La France teste le nouveau dispositif dans le cadre d'une série de cinq tirs effectués en Polynésie française entre juillet et . Fangataufa est choisi comme l'emplacement de l'explosion en raison de son isolement, à l'écart de la base principale se situant à Moruroa.
Le général de Gaulle doit assister à ce premier tir d'une bombe H, mais à la suite des évènements politiques de Mai 68, il est remplacé par Robert Galley, ministre délégué auprès du Premier ministre, chargé de la Recherche scientifique et des Questions atomiques et spatiales du gouvernement Maurice Couve de Murville, qui commande le tir Canopus depuis la passerelle du navire amiral, le croiseur antiaérien De Grasse.
Au même moment, ce jour-là, à Mangareva, naissait un petit garçon que ses parents prénommèrent Jean Canopus, en honneur de la première bombe thermonucléaire française. Quelques mois plus tard lors d’un passage à Mangareva, le ministre Robert Galley insista pour devenir le parrain de Jean Canopus[2].
Le marin français Serge Lecordier, parti a Fangataufa juste après le tir, décrit le spectacle qui s’offre à ses yeux[3] :
A bâbord, nous regardons effrayés l’immense tour de télécommunication quasiment pliée en deux. Le lagon est tout blanc.

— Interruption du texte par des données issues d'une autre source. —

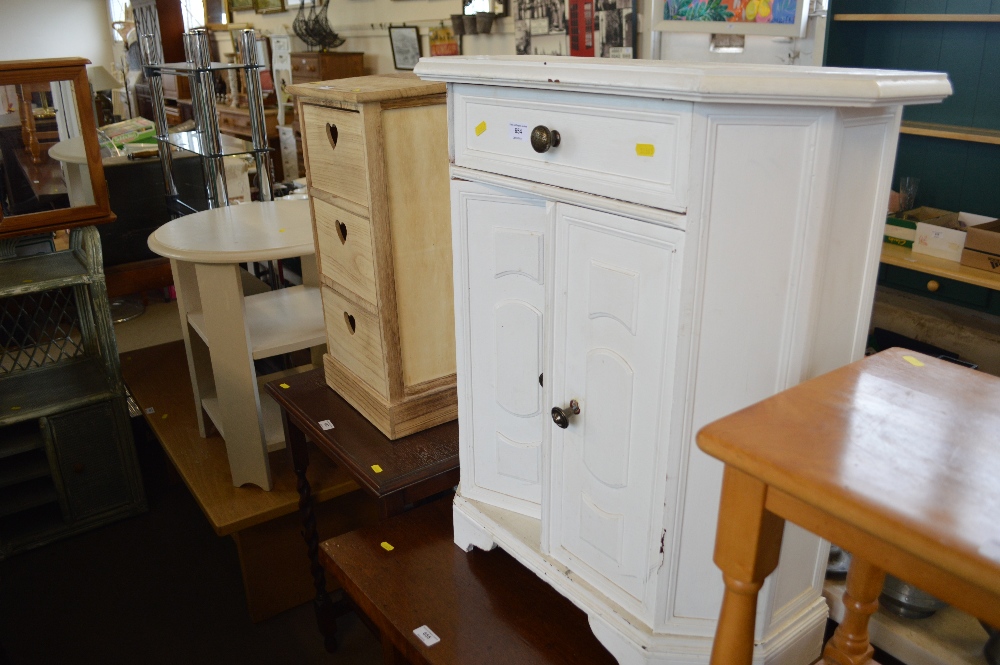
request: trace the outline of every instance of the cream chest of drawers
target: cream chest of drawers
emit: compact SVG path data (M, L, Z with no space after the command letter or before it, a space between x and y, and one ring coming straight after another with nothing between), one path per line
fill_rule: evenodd
M386 436L457 416L445 86L411 74L297 97L327 383Z
M560 57L448 83L461 485L623 664L704 665L722 466L704 424L861 356L902 105L944 75ZM819 656L827 545L792 525L755 663Z

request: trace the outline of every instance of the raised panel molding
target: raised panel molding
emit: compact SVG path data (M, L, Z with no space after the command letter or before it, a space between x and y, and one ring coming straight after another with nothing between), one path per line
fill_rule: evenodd
M586 494L582 499L580 538L615 564L621 565L625 516L601 510Z
M497 404L521 418L542 411L538 375L542 365L542 313L507 300L494 310Z
M638 299L638 273L600 261L590 262L590 318L614 319L635 335Z
M539 284L544 283L542 235L518 229L493 229L494 274L499 279L508 275L523 275Z
M541 479L541 442L519 443L497 432L497 473L537 483Z
M614 351L587 354L583 460L594 478L615 489L628 485L634 380L635 372Z

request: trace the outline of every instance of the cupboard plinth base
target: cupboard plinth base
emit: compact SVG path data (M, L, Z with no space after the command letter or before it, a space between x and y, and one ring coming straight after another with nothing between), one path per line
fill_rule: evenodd
M330 354L323 356L326 384L390 439L396 440L458 418L455 375L430 390L390 402L357 379Z
M620 665L708 665L712 635L658 632L645 625L572 570L542 553L540 520L466 499L461 488L453 513L457 547L468 551L473 546L489 550L491 544L499 545L586 612L594 636ZM818 596L756 643L754 665L815 661L822 649L827 614L826 601Z

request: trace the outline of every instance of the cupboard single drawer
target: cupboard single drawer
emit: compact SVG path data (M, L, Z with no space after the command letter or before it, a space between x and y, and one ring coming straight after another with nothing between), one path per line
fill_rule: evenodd
M879 266L878 281L880 284L903 291L981 311L993 309L991 308L991 300L996 293L975 284L966 284L947 277L938 277L886 264Z
M328 286L322 286L328 353L378 394L389 397L378 319Z
M371 223L318 198L313 198L313 206L323 274L374 307L378 296Z
M309 183L368 207L368 167L361 114L302 106L302 135L309 155Z
M686 212L690 102L469 85L454 100L458 166Z

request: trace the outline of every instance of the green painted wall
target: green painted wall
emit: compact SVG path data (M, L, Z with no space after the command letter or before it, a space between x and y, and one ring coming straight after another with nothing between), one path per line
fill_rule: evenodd
M831 0L825 62L947 72L954 94L904 120L1000 130L1000 23L847 22L836 14L1000 14L1000 0ZM1000 217L1000 146L903 134L896 175L920 178L917 205Z

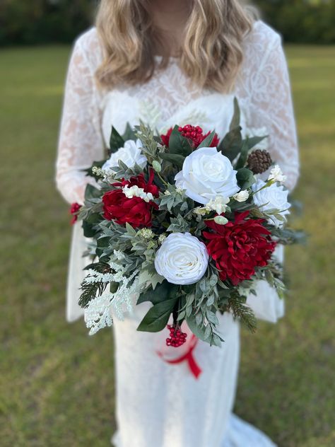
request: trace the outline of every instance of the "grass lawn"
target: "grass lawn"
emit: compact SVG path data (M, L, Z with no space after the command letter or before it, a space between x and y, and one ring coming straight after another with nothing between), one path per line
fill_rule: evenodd
M64 320L71 229L54 166L69 50L0 53L3 447L107 446L114 428L111 331L89 337L83 322ZM285 319L243 333L235 411L281 446L330 447L335 47L289 47L287 54L301 146L295 196L305 204L294 225L310 236L286 251Z

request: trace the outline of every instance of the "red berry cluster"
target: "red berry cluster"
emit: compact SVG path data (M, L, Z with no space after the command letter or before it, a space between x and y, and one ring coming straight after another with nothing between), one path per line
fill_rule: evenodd
M187 334L182 332L178 326L168 325L167 327L170 330L170 338L166 339L166 345L177 348L184 344Z
M201 143L205 138L209 135L211 132L207 132L206 135L204 135L203 130L200 126L192 126L191 124L186 124L184 127L178 127L179 132L185 138L189 138L193 141L194 146L195 148ZM214 135L214 138L211 142L211 146L214 147L218 144L218 138L216 134Z
M204 139L204 134L200 126L192 126L186 124L184 127L178 127L179 132L185 138L189 138L194 144L195 147L198 147Z
M70 208L70 214L72 214L72 219L71 221L71 223L72 224L74 224L75 222L77 221L78 219L78 211L80 210L80 209L81 208L81 205L80 205L78 203L73 203L71 206Z

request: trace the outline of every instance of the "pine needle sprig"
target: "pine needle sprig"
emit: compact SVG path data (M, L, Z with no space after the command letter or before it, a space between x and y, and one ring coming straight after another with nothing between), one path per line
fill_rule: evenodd
M79 298L78 304L82 308L87 308L90 301L96 296L100 296L106 290L108 283L106 282L86 282L81 283L81 289L83 291Z
M254 332L257 320L251 308L245 304L244 300L244 297L234 294L228 298L225 310L231 312L235 318L238 318L251 332Z
M84 270L92 269L98 273L112 273L112 269L107 262L93 262L87 265ZM100 296L105 291L108 283L106 282L86 282L85 279L81 284L81 295L78 304L82 308L87 308L89 302L97 296Z

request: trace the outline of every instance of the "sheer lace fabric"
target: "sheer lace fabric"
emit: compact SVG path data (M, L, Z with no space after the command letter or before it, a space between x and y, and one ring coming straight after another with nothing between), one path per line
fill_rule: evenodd
M76 41L68 71L57 163L57 187L69 203L83 203L89 180L82 170L103 158L112 124L122 133L126 124L142 120L159 132L175 124L192 123L206 131L227 131L233 99L239 100L242 125L250 133L269 134L273 159L292 190L299 172L290 88L281 38L261 21L245 40L245 60L235 91L221 94L190 84L172 59L144 85L97 88L94 73L102 58L96 30ZM159 62L158 58L157 62ZM74 228L68 282L68 319L81 315L76 304L83 260L80 224ZM282 248L278 255L283 256ZM276 322L283 303L259 284L248 303L257 316ZM221 318L222 349L199 342L195 356L203 368L199 379L185 365L168 365L155 354L158 335L136 331L146 306L124 321L115 320L118 447L230 447L273 446L268 438L231 414L238 368L239 327L230 315Z

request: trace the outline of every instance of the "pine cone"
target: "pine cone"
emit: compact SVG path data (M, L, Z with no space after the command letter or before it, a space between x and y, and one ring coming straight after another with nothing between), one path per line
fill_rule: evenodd
M261 174L268 169L271 163L270 154L267 151L256 149L250 153L247 160L247 167L252 170L254 174Z

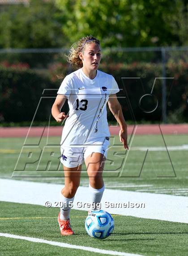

Il est jonché de milliers de cadavres de poissons. A terre, c’est un spectacle d’apocalypse : il n’y a plus un cocotier debout et il y a des feux à leur base. Des nuages de mouches sont déjà sur les cadavres avec cette acre odeur de brûlé. Nous arrivons en face du blockhaus Frégate. Notre tâche est de récupérer les « corps morts », ces énormes blocs de bétons qui fixaient les câbles du ballon. Nous devons les remonter du fond du lagon pour les replacer en face de Denise pour fixer le ballon de Procyon.
La première bombe H française a tiré la plus grande partie de son énergie de la fusion d'atomes légers provenant du deutérure de lithium (D-Li6). Son fonctionnement a été celui qui était "strictement prévu par la théorie", et elle se compare aux meilleures expériences américaines. La puissance a été de 2 mégatonnes. Se défendant contre les accusations de lenteur dans le déroulement de la mise au point, les ministres ont fait remarquer que nous avions obtenu du premier coup "une complète maîtrise du processus de fusion thermonucléaire " et que notre bombe H devait se comparer non à la première bombe H américaine de 1952 mais à celles de 1956. Selon M. Galley, les spécialistes du CEA sont maintenant capables de construire des bombes nucléaires de n'importe quelle puissance[4].
Caractéristiques
modifierLes vents au sol jusqu'à 1,5 km viennent du nord-nord-ouest avec une vitesse faible, de 11,112 à 18,52 km/h. Entre 1,5 km à 3 km, vent d'ouest faible tournant au sud-ouest. De 3 km à 19 km, les vents du sud-ouest se renforcent atteignant 83,34 km/h à 15 km. La tropopause est située à 15,5 km. À la stabilisation (H+10min), la tête du nuage atteint 24 km, sa base 14,8 km et son rayon 21,6 km[5].
La présence de nuages dans la basse stratosphère masque le point zéro à de nombreux observateurs présents sur les bateaux opérationnels à l'instant du tir, laissant croire un court instant à l'absence de réaction nucléaire, mais très vite le champignon nucléaire émerge au-dessus des couches nuageuses confirmant la réalité de ce premier essai thermonucléaire[5].
Des prélèvements sont effectués par avions Vautour et par 10 fusées tirées dans le nuage (638 P et 638 G). Les hélicoptères (Super Frelon et HSS) de repêchage des têtes de fusées décollent du porte-avions Clemenceau à H+10min[5].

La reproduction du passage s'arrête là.